FORT MYERS, FLA. - Friday night, the view from the Hammond Stadium stands featured a fluorescent moon suspended above the first base stands; pink cirrus clouds beyond the left field fence; a new grass berm filled with families down the right field line; and headlights streaming down Six Mile Cypress toward the Twins' first home spring training game, which should be some kind of Minnesota holiday.
Like a snow day, only with palm trees and tropical breezes. Those of us in Fort Myers have to be careful this week -- stand behind the batting cage long enough, you can get a touch of sunburn on the back of your neck. Think of it as frostbite that goes away.
Anyway, Friday you could also see most of the team that won 96 games last year take the field together for the first time this spring.
The 2007 Twins have just about everything you could want -- speed, fielding, youth, experience, strength up the middle, power, chemistry, an exceptional bullpen, winners of the Cy Young, MVP, batting title and Gold Glove, and a manager who has made the playoffs in four of his five seasons.
Yes, the Twins have everything but what they usually covet most -- a rotation that can keep the capillaries in Ron Gardenhire's face from bursting like postgame fireworks.
Johan Santana might be the best starting pitcher in the game. Boof Bonser looked the most polished of the Twins' young starters during the pennant race last year. After that, it's three guys looking for "bounce-back" seasons -- the spring euphemism for players who stunk last year.
The Twins picked up the option on Carlos Silva's contract for $4.35 million so he could be the No. 2 starter behind Cy Santana. He pitched on Thursday against the Yankees and gave up five runs in two innings. The problem is, he's a sinkerballer whose pitches still aren't sinking.
The Twins signed Ramon Ortiz for $3.1 million, and received this scouting report: He allows one bad inning to beat him. Friday, Ortiz started, and allowed one run in two innings.
The Twins signed Sidney Ponson for $1 million, guaranteed only if he makes the team. He cleared up his visa problems on Friday, and has assured us that his drinking problems are over now that he limits his alcohol to wine with dinner. Is that the 13th step of the 12-step program -- drinking only with meals?
This is a fragile rotation, and the Twins are committed to starting the season with Silva and Ortiz no matter how they perform this spring, because GM Terry Ryan, a beer & brats guy from Wisconsin, eats salary about as often as he eats tofu.
It's early, but you can see the potential for several young pitchers to outperform the three veterans enlisted to fill out the rotation.
Wednesday, Matt Garza again demonstrated that he has the second-best stuff among the starting pitchers in camp, easing through two shutout innings against the Red Sox and striking out David Ortiz with a nasty slider. He's the only pitcher in camp currently capable of being a true No. 2 starter.
Thursday, Kevin Slowey deked his way through two shutout innings against the same Yankees who destroyed Silva. He lacks a dominant pitch but is known for his control, composure and pitching intelligence.

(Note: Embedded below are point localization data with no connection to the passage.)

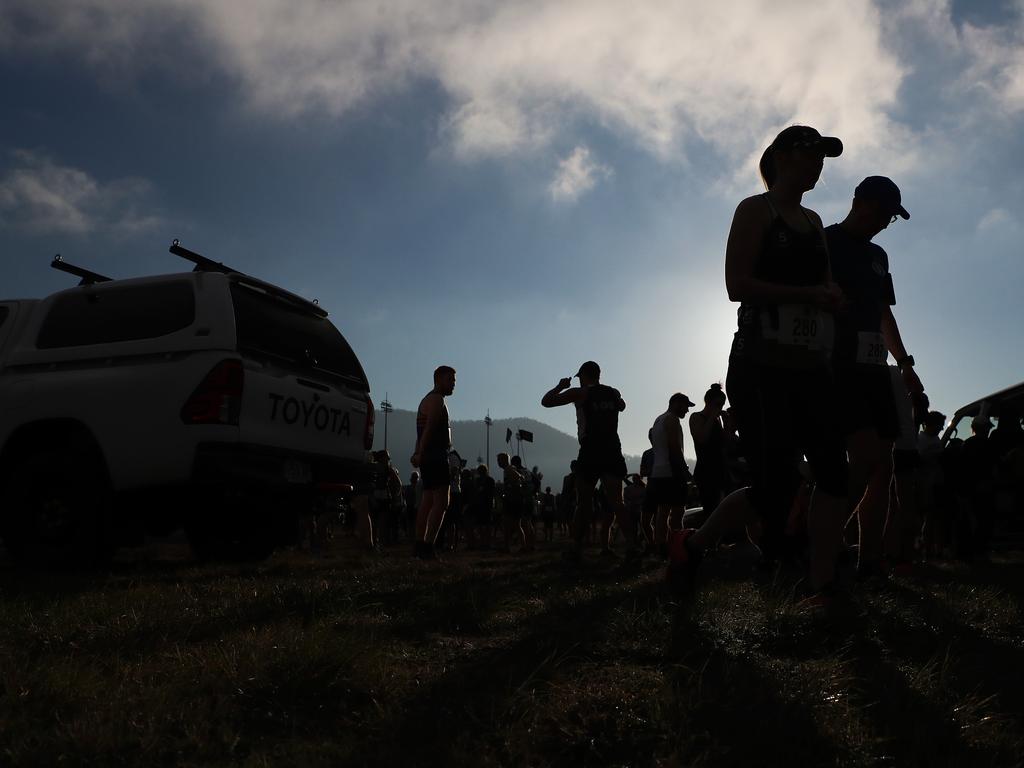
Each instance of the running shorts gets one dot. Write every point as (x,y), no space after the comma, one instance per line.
(434,471)
(668,491)
(782,415)
(597,462)
(866,401)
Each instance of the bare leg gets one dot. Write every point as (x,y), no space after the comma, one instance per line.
(870,470)
(585,510)
(616,511)
(824,527)
(733,513)
(436,513)
(423,514)
(364,524)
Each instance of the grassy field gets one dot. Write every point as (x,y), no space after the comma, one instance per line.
(496,659)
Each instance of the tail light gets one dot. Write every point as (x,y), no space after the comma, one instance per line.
(368,432)
(218,397)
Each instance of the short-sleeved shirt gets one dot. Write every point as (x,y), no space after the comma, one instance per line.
(861,269)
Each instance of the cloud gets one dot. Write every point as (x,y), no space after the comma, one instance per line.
(997,66)
(577,174)
(666,76)
(994,219)
(37,195)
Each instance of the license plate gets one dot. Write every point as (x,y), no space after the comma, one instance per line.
(298,472)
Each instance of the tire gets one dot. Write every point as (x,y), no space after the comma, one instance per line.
(55,508)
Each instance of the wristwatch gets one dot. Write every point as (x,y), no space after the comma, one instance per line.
(905,361)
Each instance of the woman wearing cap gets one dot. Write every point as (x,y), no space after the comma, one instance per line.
(779,383)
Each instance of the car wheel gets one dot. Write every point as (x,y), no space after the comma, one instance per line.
(56,510)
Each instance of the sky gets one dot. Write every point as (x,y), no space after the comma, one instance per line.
(513,187)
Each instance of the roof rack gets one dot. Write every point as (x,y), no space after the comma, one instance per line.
(87,276)
(203,264)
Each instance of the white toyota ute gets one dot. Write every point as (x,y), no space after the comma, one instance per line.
(208,400)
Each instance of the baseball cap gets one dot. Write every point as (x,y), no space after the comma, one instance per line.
(980,422)
(678,395)
(804,135)
(885,190)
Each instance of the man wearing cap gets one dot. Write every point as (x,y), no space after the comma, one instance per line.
(669,475)
(865,334)
(600,458)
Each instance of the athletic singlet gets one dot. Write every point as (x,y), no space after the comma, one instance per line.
(711,456)
(861,269)
(786,335)
(662,466)
(441,438)
(597,418)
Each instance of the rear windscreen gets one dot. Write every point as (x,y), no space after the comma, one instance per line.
(104,315)
(273,328)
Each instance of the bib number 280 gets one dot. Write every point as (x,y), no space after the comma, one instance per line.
(800,326)
(871,348)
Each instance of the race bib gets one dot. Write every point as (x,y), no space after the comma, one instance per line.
(802,326)
(871,348)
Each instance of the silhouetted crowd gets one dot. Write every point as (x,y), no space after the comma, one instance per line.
(825,455)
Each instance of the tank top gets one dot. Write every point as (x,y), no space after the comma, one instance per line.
(440,440)
(798,336)
(662,466)
(711,457)
(597,418)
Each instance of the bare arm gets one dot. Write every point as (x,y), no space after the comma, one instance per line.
(560,394)
(701,426)
(431,411)
(750,224)
(676,445)
(894,343)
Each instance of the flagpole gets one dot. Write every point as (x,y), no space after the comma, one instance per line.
(487,421)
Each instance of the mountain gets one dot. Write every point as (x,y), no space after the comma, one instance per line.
(551,450)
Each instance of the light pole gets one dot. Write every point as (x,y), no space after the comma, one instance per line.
(487,422)
(385,409)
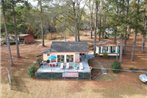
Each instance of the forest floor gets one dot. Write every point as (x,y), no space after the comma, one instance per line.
(122,85)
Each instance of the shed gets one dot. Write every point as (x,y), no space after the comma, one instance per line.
(26,38)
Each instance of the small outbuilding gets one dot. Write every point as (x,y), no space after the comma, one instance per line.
(26,38)
(108,47)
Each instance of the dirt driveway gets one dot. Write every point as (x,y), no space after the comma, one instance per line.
(122,85)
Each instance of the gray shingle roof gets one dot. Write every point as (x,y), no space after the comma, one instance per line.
(69,47)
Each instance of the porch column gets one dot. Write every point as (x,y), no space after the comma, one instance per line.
(56,58)
(97,50)
(65,58)
(116,49)
(74,57)
(101,49)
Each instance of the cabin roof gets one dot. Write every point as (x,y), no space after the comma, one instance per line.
(69,47)
(108,42)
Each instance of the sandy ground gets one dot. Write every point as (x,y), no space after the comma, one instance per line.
(122,85)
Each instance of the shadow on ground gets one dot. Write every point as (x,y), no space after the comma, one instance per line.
(19,85)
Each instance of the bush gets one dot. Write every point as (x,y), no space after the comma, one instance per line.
(31,71)
(116,66)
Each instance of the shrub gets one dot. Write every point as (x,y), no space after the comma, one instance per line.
(116,66)
(31,70)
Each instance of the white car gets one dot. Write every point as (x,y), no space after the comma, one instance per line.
(143,78)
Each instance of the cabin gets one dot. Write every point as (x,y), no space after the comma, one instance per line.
(26,38)
(65,60)
(108,47)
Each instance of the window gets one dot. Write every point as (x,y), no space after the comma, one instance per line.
(69,58)
(105,49)
(60,58)
(113,49)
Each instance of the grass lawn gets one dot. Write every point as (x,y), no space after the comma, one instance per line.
(122,85)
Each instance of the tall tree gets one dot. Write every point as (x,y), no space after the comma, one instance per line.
(15,30)
(41,20)
(8,42)
(96,26)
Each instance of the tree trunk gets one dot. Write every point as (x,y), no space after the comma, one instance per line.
(42,31)
(95,33)
(115,37)
(121,51)
(75,31)
(134,46)
(78,22)
(91,24)
(143,43)
(100,28)
(16,37)
(8,47)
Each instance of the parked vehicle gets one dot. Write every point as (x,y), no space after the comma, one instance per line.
(143,78)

He's a slim, talkative and bespectacled righthander who Twins coaches were calling "Hershiser" on the back field Friday, because of his resemblance to former Dodger ace Orel (Verbal) Hershiser.
Friday, former U lefty Glen Perkins, like Garza a first-round pick, allowed a high-pop home run down the right field line to Spring Training Twin Killer Edwin Encarnacion but otherwise had an easy two innings in relief of Ortiz.
Last year, the Twins started the season with Tony Batista at third and Juan Castro at short and turned their season around when they went to Jason Bartlett and Nick Punto.
This spring, the Twins could face a similar choice -- limited veterans or unproven kids?
If the rotation flounders in April, they better not wait until June to go young.